Legal practice in Estonia regards the right of a naturalised Estonian to citizenship to be a privilege rather than a basic right, and stipulates that this privilege can be revoked. Hence any attempt of a naturalised Estonian to contest the fact in an international court of law that virtually all of the law’s provisions concerning deprivation or loss of citizenship only apply to their kind is very unlikely to succeed.
But does anyone have to choose between countries?
There is the persistent myth that the children of a mixed couple will have to choose between their parents’ countries come their 18th birthday. So do they really have to choose?
The answer to that question is a resounding No.
Though the Citizenship Act does state that an Estonian cannot hold the citizenship of another state, this is contradicted and in practice overruled by the statement that no Estonian by blood can be deprived of citizenship.
In the case of the automatically naturalised children of Estonia’s stateless, there is no other citizenship to start with, so although their parents are able to reject their children’s Estonian citizenship and the children themselves will be able to apply for release once they turn 18, they do not have to choose.
Even in the hypothetical case of, say, a toddler of French origin adopted by Estonian parents by blood, that individual would grow up a dual citizen, as their adoptive parents’ jus sanguinis would extend to them.
This means that under current law, there is no situation in which someone turning 18 would need to choose for reasons of keeping or losing their Estonian citizenship.
Potential change of citizenship and naturalisation policy
The debate surrounding citizenship and its different variants has cropped up from time to time since Estonia regained its independence from the Soviet Union in 1991. Major change to the policy so far has been prevented by conservative forces in the Riigikogu. Though the national parliament has discussed bills to amend the Citizenship Act on several occasions, the policy has never been made more liberal.

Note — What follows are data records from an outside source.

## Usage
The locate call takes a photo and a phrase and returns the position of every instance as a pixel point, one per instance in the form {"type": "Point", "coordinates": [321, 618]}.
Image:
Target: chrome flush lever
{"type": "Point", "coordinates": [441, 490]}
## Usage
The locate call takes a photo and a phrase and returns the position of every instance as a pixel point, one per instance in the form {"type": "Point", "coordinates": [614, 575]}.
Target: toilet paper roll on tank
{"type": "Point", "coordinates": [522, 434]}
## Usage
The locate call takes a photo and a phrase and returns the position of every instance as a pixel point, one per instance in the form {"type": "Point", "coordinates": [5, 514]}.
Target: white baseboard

The most recent call for liberalisation came out of the Reform Party, whose chairwoman, Kaja Kallas, told ERR News as recently as November this year that both she and her party are in favour of allowing full dual citizenship. The party’s last bill to the effect was voted down in parliament.
One argument against change has been that the limitations themselves are limited. Once a naturalised couple have children of their own, that second generation is considered Estonian by birth, which means that unlike their foreign parent, they cannot lose and cannot be deprived of Estonian citizenship anymore unless they should want to and they apply for release themselves.
Another prevailing argument is that the current law acts as a defence against potential passport-distributing on the part of Russia, of the kind that was seen in Crimea and Eastern Ukraine in the years leading up to Russian annexation and occupation.
Latvia recently liberalised its own citizenship law to the effect that full dual citizenship is now an option for citizens of EU member states as well as allies of Latvia within NATO. An option of this kind would likely have an easier time in the Riigikogu as well.